Super salesman, James Megellas, sells so many books at his book signings that he is always in demand at the Books-A-Million in Grapevine, Texas. James’ book, All the Way to Berlin, is about his experiences as the most decorated officer of World War II. Whenever people pass his table, he’s not thinking “reader,” he’s thinking, “buyer.” He asks questions like, “Are you a veteran?” Maybe this person will purchase my book from a fellow veteran. If not, then he asks, “Do you know a veteran?” Perhaps this person will buy the book as a gift for someone they know.

I know… you want people to read your book, but before you can get it into the hands of readers, someone has to buy it. And that’s what you should be doing when marketing your book – getting the buyers to buy it. Change the focus of your book marketing efforts from the reader to the buyer. It could make the difference between ho-hum and best-seller in the book world.


  1. Having the right mind-set, being buyer-oriented,
    that authors should always think: what marketing tactic or concept will make a person buy, buy, and buy?--now, there you have a shrewd marketing plan to really ponder...Of course, with tough times we have now consumer spending behavior is a crucial factor to consider...this is not to say, however, that targeting online readers for potential buys isn't worthy at all--an author just has to realize that this specific market he has in mind are not all there is--that it's more important to think "outside the box", that THAT should be an author's constant, ideal marketing attitude...I'm optimistic it's effective!

  2. An interesting perspective, Dan. Good ideas and it makes a difference in marketing strategy. Thanks for making me think! Yikes! Chewed corners of my book, though? :)

  3. Dan, focusing on the target buyer is right on, especially when it sparks one's imagination to create a unique and fun way to market your book (i.e. basset hounds, et al).

    Another couple of visualizations I do is to see my book, with sticky tabs marking pages of interest, laying on the desk or on a bookshelf in a home, school or library, not on a bookstore's shelf.

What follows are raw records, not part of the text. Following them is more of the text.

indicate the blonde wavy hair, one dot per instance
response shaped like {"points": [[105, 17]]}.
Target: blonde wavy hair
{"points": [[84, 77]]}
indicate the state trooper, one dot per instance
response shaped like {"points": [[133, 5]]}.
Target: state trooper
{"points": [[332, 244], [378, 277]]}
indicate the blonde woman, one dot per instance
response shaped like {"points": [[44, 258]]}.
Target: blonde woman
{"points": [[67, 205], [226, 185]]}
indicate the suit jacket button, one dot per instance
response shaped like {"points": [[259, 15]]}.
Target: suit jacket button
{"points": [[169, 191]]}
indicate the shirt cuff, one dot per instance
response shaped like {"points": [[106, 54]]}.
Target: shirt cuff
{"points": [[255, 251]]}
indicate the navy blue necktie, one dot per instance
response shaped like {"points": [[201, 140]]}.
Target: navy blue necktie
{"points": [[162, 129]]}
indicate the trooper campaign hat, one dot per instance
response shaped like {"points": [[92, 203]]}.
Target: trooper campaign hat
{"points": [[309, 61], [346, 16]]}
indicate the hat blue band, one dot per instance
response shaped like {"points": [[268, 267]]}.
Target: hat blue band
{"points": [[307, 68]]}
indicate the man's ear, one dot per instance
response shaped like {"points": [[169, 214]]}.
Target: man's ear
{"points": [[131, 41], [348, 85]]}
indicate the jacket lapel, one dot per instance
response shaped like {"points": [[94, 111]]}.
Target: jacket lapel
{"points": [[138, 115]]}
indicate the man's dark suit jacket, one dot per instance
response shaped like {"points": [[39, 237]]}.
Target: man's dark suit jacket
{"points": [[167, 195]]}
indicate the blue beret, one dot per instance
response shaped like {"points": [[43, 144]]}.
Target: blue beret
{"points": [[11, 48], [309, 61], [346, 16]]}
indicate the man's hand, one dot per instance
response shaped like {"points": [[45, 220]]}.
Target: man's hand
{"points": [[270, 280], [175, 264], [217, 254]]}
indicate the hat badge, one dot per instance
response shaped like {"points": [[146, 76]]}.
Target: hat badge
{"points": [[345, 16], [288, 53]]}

    I won't deny that having it displayed in a bookstore is great for the ego, but its shelf-life can be too short for the writer's bottomline.

  4. Excellent point! I am going to incorporate this concept into my marketing strategy.

    Thanks, Dan!

  5. Wow, now that you've told me, it is so flaming obvious! I have book about Gardening from a dog's point of view, and I haven't marketed it to Dog lovers specifically. Duh!

  6. I'm confused. You said James Megellas was the most decorated officer of WWII. Actually, Audie Murphy was given a field promotion to Lt. and he is the most decorated man in WWII. I don't know this Megellas, but something isn't quite right with this story.

  7. I misspoke about James Megellas. He was the most decorated officer of the 82nd Airbourne Division in WWII. Of course, I know about Audie Murphy - the most decorated man in WWII as both an officer and enlisted man. Who hasn't seen the movie To Hell and Back, starring... Audie Murphy as himself.

  8. Dan, your perspective and suggestions are just what I needed. You obviously have a clever mind when it comes to reaching a goal with creative strategies and I'll be looking for more that you have written on this subject. I wish I could borrow you for a day!

    Jennifer Slater
    "Silver Lining: Success Stories of People Who Created Their Own Business ...and a Life They Love"

  9. I agree that you need to find the people that will actually buy the book. (I myself have stopped to talk to authors but didn't buy.) Now the shoe is on the other foot :-)
    As a potential author I definitely need to look for those that would buy a book and not those that would just chat with me.

    Good comment.

  10. Thanks Dan, there's some great advice there - I'd say focusing on the target buyer is half the battle.